Florent Manaudou dans ses oeuvres lors des championnats d'Europe de Londres en 2016 (KMSP/Stéphane Kempinaire)

L’idée fait son chemin et l’ancien pensionnaire du Cercle des Nageurs de Marseille contacte James Gibson, le coach britannique qui l’a entraîné aux côtés de Romain Barnier avant son sacre londonien. Le Britannique officie désormais au Gloria Sports Arena en Turquie, mais ça ne refroidit pas le tricolore. Loin de là. « James, c’est un mec vrai. Je ne pense pas qu’il me mente et il ne va pas me faire miroiter des belles choses. Il a confiance en moi et il est à fond dans le projet. Nous sommes tous les deux excités de nous engager dans ce challenge. »Et avec eux, l’ensemble des fans de natation et des membres de la Fédération Française de Natation. À commencer par le Directeur Technique National, Julien Issoulié : « C'est forcément une bonne surprise et une excellente nouvelle, mais il faut le laisser travailler. Pour l'instant, Florent doit retrouver sa routine de nageur de haut niveau. Ça va prendre un peu de temps, même si tout le monde sait qu'il a des qualités indiscutables. »
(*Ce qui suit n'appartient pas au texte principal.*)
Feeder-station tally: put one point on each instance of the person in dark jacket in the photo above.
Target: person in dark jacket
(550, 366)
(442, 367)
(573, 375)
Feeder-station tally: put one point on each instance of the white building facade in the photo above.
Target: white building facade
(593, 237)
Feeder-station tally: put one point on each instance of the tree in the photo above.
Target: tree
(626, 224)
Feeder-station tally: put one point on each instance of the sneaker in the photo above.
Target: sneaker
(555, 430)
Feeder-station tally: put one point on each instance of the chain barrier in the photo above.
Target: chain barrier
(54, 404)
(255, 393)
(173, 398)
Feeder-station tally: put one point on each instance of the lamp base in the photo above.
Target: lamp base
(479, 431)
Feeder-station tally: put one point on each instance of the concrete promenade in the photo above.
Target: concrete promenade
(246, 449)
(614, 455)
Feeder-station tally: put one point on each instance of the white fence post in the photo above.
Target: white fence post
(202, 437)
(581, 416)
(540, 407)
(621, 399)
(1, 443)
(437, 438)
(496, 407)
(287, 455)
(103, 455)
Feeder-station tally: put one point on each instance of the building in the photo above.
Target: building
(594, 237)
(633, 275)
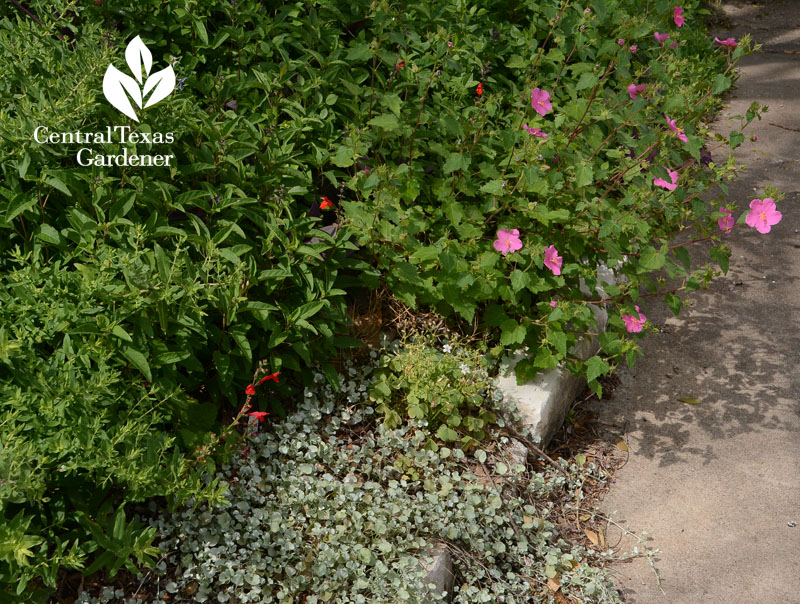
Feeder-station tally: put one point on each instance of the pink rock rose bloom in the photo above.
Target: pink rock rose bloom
(763, 215)
(726, 222)
(678, 16)
(634, 89)
(534, 131)
(674, 127)
(673, 176)
(634, 324)
(552, 260)
(540, 101)
(507, 241)
(729, 42)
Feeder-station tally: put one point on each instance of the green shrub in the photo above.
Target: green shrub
(450, 166)
(137, 302)
(448, 389)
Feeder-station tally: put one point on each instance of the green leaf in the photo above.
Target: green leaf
(200, 28)
(21, 203)
(385, 121)
(519, 280)
(22, 165)
(584, 175)
(675, 303)
(559, 341)
(138, 360)
(49, 235)
(343, 156)
(118, 331)
(587, 80)
(58, 184)
(651, 260)
(456, 161)
(119, 525)
(494, 187)
(595, 367)
(446, 434)
(512, 332)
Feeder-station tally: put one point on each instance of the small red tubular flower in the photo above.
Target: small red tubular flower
(259, 415)
(271, 376)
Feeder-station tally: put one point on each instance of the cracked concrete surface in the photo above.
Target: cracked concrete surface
(716, 485)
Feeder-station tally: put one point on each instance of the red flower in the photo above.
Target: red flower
(271, 376)
(259, 415)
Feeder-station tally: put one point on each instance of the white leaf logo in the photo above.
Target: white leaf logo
(116, 84)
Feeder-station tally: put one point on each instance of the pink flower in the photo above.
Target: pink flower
(729, 42)
(678, 16)
(674, 127)
(763, 215)
(726, 222)
(634, 89)
(552, 260)
(507, 241)
(540, 101)
(271, 376)
(634, 324)
(534, 131)
(673, 176)
(259, 415)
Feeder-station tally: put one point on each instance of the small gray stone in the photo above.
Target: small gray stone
(517, 452)
(440, 571)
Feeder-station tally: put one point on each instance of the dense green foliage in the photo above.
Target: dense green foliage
(136, 302)
(446, 388)
(331, 506)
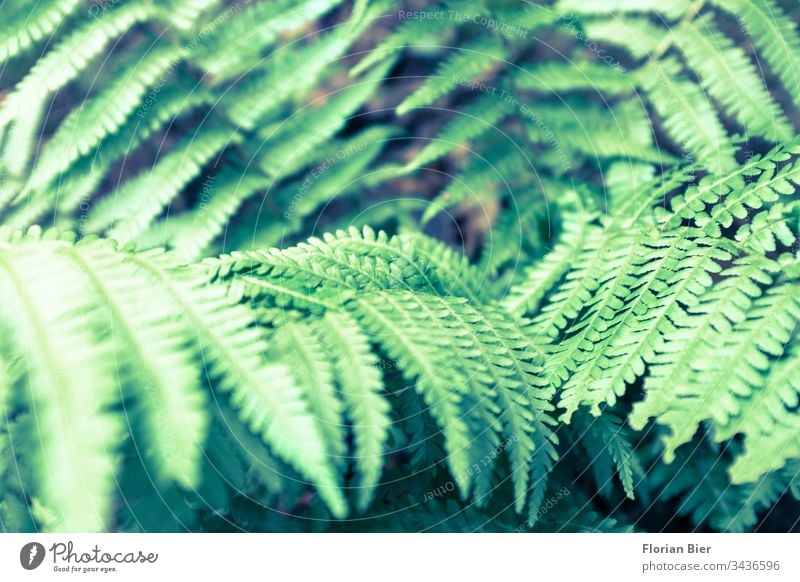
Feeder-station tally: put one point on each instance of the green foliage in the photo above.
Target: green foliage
(341, 267)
Florent Manaudou a pris part à la course des journalistes lors des championnats du monde de Budapest en 2017. L’occasion de revoir le champion olympique 2012 dans un bassin de natation et – surtout – au micro de Richard Coffin, journaliste à France Télévisions. (KMSP/Stéphane Kempinaire)

Et s’il retrouve rapidement ce qui a fait sa force pendant sa première carrière, Florent pourra également compter sur un nouvel atout dans son jeu déjà bien fourni pour préparer les Jeux Olympiques de Tokyo. Grâce au handball, le cadet de la fratrie Manaudou a, en effet, développé ses jambes. « Je pousse plus fort sur le plot et dans la coulée, je vais plus vite. C’est vraiment étrange. Je ne veux absolument pas perdre ça, même si je vais devoir modifier un peu mon corps en musclant de nouveau les pectoraux et les dorsaux. »Julien Issoulié est convaincu que le travail effectué avec le club d’Aix-en-Provence sera bénéfique au sprinteur tricolore. « Florent n’est pas resté à rien faire pendant trente mois. Il a joué au hand et a développé d’autres qualités qui pourront lui être utiles dans sa seconde carrière. » Une seconde carrière qu’il passera, la majorité du temps, en Turquie en compagnie de son entraîneur James Gibson. « J’étais dans le confort à Marseille et James m’a dit que j’avais besoin d’être dans l’inconfort pour travailler. Je pense qu’il a raison. Je vais passer trois semaines à Antalya toutes les cinq semaines. » Avec l’objectif de récupérer son titre sur 50 m nage libre à Tokyo. À l’image d’un autre revenant, Anthony Ervin, qui l’avait devancé d’un centième ce fameux soir du 13 août 2016.